2006-07-15
A robot wish
I've come to realize that I have a two-part wish about web robots and spiders and so on. To wit:
I wish that there was something that all robots put in the HTTP request headers (perhaps having 'ROBOT' somewhere in their User-Agent string), and then that there was a standard HTTP response code for 'request declined because robots should not crawl this resource'.

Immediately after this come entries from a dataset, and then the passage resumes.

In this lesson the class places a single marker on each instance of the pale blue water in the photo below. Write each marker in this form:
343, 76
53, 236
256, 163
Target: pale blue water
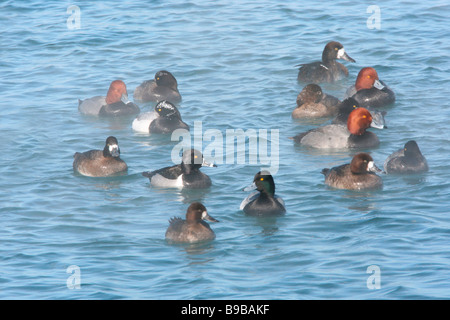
235, 65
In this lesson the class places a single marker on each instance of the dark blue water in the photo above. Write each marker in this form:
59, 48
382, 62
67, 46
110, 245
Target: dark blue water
235, 65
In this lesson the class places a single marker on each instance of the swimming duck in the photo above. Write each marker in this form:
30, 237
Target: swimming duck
263, 202
352, 135
193, 229
370, 91
312, 102
360, 174
350, 104
100, 163
163, 87
327, 70
184, 175
165, 118
115, 103
407, 160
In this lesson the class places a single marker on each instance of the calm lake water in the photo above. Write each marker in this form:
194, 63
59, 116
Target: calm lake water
235, 62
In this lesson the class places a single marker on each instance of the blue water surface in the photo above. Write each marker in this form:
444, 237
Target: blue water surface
235, 62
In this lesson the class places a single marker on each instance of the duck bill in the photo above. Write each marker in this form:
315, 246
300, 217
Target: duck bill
114, 150
378, 121
344, 56
125, 99
250, 187
371, 167
207, 164
206, 216
377, 84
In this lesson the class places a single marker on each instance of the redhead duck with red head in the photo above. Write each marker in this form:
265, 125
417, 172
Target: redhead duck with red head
339, 136
359, 174
370, 91
327, 70
115, 103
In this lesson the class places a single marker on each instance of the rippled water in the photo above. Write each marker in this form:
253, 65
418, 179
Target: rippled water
235, 65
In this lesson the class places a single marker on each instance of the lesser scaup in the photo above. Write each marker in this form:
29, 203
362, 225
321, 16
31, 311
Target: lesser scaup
357, 175
327, 70
115, 103
163, 87
193, 229
184, 175
164, 119
100, 163
352, 135
370, 91
407, 160
312, 102
263, 202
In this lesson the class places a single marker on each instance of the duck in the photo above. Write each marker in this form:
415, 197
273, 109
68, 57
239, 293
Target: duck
349, 104
192, 230
370, 91
187, 174
407, 160
359, 174
115, 103
164, 86
264, 201
164, 119
312, 102
100, 163
327, 70
338, 136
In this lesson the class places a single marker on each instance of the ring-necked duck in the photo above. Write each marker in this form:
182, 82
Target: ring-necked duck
357, 175
163, 87
165, 118
263, 202
407, 160
100, 163
184, 175
193, 229
327, 70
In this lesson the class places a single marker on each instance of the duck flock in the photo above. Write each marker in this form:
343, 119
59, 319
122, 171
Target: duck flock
360, 110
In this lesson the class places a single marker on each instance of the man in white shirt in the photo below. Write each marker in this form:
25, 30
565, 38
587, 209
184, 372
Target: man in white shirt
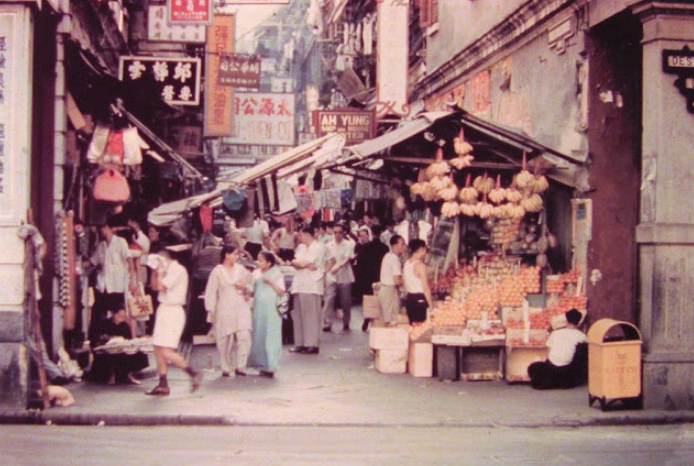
339, 280
559, 371
113, 264
170, 279
311, 261
391, 279
256, 236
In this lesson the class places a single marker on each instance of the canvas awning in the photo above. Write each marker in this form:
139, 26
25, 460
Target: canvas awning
313, 154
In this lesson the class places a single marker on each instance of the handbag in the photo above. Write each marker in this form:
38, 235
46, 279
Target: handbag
283, 305
111, 186
139, 306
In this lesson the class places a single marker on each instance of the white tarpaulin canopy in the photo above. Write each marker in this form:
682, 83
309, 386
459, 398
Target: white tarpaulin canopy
311, 155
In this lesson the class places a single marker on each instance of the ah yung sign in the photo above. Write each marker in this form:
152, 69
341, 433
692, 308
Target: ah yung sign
681, 63
355, 125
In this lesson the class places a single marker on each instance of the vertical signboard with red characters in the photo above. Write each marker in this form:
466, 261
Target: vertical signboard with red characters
190, 11
263, 118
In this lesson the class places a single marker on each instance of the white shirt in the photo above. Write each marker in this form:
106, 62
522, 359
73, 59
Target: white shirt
306, 280
255, 233
413, 284
562, 345
390, 268
175, 281
113, 276
341, 252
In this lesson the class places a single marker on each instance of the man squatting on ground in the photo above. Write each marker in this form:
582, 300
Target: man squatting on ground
170, 279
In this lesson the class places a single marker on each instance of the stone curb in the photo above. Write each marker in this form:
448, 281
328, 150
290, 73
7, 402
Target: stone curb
17, 416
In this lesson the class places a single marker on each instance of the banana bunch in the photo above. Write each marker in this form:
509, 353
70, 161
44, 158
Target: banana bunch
450, 209
436, 169
532, 203
461, 162
513, 195
523, 179
468, 210
538, 184
498, 194
483, 184
484, 209
441, 182
449, 193
460, 146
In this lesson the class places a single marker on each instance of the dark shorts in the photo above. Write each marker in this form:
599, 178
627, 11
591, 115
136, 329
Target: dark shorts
253, 249
416, 305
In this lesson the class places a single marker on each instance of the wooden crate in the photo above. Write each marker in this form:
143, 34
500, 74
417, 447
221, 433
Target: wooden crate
397, 337
391, 361
484, 362
421, 361
371, 307
519, 358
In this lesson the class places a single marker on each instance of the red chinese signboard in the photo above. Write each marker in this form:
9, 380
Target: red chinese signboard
356, 126
190, 11
239, 71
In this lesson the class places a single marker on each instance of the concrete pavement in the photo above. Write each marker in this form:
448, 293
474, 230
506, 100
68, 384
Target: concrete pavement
338, 387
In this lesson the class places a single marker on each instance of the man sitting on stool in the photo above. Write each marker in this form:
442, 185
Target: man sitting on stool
565, 366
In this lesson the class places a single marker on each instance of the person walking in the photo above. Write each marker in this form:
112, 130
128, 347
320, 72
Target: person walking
113, 262
339, 280
170, 279
229, 312
311, 262
391, 280
266, 347
414, 276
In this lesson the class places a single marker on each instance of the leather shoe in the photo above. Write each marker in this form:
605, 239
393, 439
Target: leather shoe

Part of the problems of dealing with (well behaved) robots is that the
only real robot signature is fetching robots.txt
, and even that isn't
a sure thing. You can look at User-Agent strings to recognize specific
robots, but this doesn't scale and it's reactive, not proactive. (I
say it doesn't scale because in the past 28 days, over 100 different
robotic-looking User-Agent strings fetched robots.txt
here.)
Having a definite robot signature in each request would make all
sorts of robot filtering much easier and more reliable (and we
wouldn't have to depend on robots.txt
to do it, which has problems). And with a specific error response for it, robots
could unambiguously know what was going on and behave appropriately.
(You could also avoid having to give away information in robots.txt
about exactly what you don't want robots indexing, which can sometimes
be very interesting to nosy people.)
At the dawn of the robot era, it would have been pretty easy to introduce at least the per-request robot signature (an extended 'no robots please' status code might have been more challenging). Unfortunately it's too late by now. Still, if you're writing a new web spider I urge you to start a new movement and put 'ROBOT' somewhere in your User-Agent string.
(PS: I'm not suggesting that this mechanism should replace robots.txt
;
robots.txt
is very useful for efficient bulk removals when they can be
expressed within its limits. I'd like to have both available.)